ENTRETIEN avec Christophe LEGUEVAQUES, avocat
cLé réseau d’avocats, Paris Toulouse Marseille
Question — Après le 3 janvier 2004 et le crash du Vol Charter FSH 604 de la Compagnie Egyptienne Flash Airlines transportant 148 personnes qui a secoué l’opinion internationale et française, cet accident a-t-il modifié le traitement juridique ou judiciaire de ce genre d’événements ?

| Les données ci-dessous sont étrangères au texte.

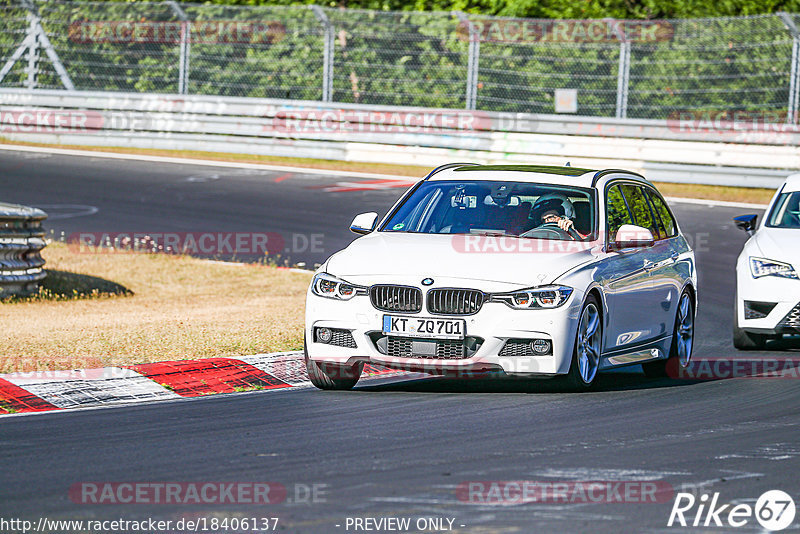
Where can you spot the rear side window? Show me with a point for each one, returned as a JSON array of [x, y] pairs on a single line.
[[640, 207], [663, 214], [617, 211]]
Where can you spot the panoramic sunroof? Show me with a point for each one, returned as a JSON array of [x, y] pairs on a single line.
[[548, 169]]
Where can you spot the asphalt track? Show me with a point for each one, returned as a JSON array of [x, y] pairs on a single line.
[[394, 448]]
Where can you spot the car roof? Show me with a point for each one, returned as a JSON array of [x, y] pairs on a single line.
[[792, 183], [559, 175]]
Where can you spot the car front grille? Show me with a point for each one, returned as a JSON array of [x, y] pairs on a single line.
[[792, 319], [396, 298], [339, 337], [758, 310], [455, 301], [342, 338], [441, 349], [517, 347]]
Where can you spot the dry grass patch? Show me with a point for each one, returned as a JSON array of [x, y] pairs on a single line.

Christophe LEGUEVAQUES — Comme souvent, un accident de cet ampleur suscite stupeur et indignation. Les compagnies charter sont montrées du doigt et pour la première fois, la qualité des contrôles effectuées par les autorités françaises est mise en cause. A tel point que l’Assemblée nationale a constitué une mission d’information sur la sécurité aérienne présidée par Mme Odile SAUGUES qui a remis son rapport en juillet 2004. Un malheur supplémentaire frappe les
familles françaises. Le droit applicable à cet accident est encore celui de la Convention de Varsovie alors que la Convention de Montréal est en vigueur depuis le 4 novembre 2003. Mais la France n’a ratifié la Convention de Montréal que le 28 juin 2004, soit après l’accident.
Question — Quelles sont les différences entre la Convention de Varsovie et celle de Montréal ?

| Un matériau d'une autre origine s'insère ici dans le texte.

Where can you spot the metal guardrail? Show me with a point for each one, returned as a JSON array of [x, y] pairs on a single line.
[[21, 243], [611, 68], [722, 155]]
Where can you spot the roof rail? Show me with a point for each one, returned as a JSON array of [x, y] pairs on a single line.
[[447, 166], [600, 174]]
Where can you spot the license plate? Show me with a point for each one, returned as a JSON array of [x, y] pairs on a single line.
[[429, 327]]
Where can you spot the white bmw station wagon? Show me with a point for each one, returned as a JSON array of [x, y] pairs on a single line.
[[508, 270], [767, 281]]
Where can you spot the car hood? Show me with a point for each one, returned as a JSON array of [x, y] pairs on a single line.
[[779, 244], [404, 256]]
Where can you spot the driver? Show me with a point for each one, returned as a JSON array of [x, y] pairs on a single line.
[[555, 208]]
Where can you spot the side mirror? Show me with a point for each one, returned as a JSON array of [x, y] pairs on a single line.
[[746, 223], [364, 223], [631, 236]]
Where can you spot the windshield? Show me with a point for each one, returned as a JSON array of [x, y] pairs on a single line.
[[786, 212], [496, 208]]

Christophe LEGUEVAQUES — La Convention de Varsovie date des temps héroïques de l’aviation civile. En 1929, seuls quelques « Indiana Jones » s’aventuraient dans des avions à hélice. Les risques étaient grands et le droit protégeait plutôt les compagnies aériennes. Certes, le droit dérivé de Varsovie (protocole de La Haye de 1955, Convention de Guadalajara de 1961, protocole de Guatemala de 1971 et quatre protocoles additionnels de Montréal de 1975) était venu corriger cet état de fait en augmentant le plafond de responsabilité mais dans le transport international, les compagnies n’étaient tenues qu’à indemniser à hauteur d’un plafond de 250,000 francs or (soit environ 20.000 euros). Pour dépasser le plafond, la victime devait démontrer une « faute inexcusable », c’est à dire que le dommage « résulte d’un acte ou d’une omission du transporteur ou de ces préposés faits soit avec l’intention de provoquer un dommage soit témérairement et avec conscience qu’un dommage en résultera probablement ».
Avec la démocratisation du transport aérien dans les années 1970, ce mécanisme de responsabilité plafonné à un seuil très bas est très vite apparu intolérable, spécialement si la victime est originaire des USA. Par ailleurs, devant les tribunaux, la question de la faute inexcusable soulevait une double difficulté : d’une part, c’était à la victime d’apporter la preuve de cette faute inexcusable et d’autre part, il existe une inégalité de fait dans l’appréciation technique des causes de l’accident. Si le rapport d’enquête (qui met parfois plusieurs années à être communiqué) contient des zones d’ombres sur les causes de l’accident, le doute profitait aux compagnies aériennes !
Le droit de la responsabilité des transporteurs aériens a alors suivi une évolution identique à celle qu’a connu la responsabilité civile en matière automobile depuis le Code de 1804. Avec la convention de Montréal, il faut d’abord indemniser les victimes, y compris en leur octroyant immédiatement une avance.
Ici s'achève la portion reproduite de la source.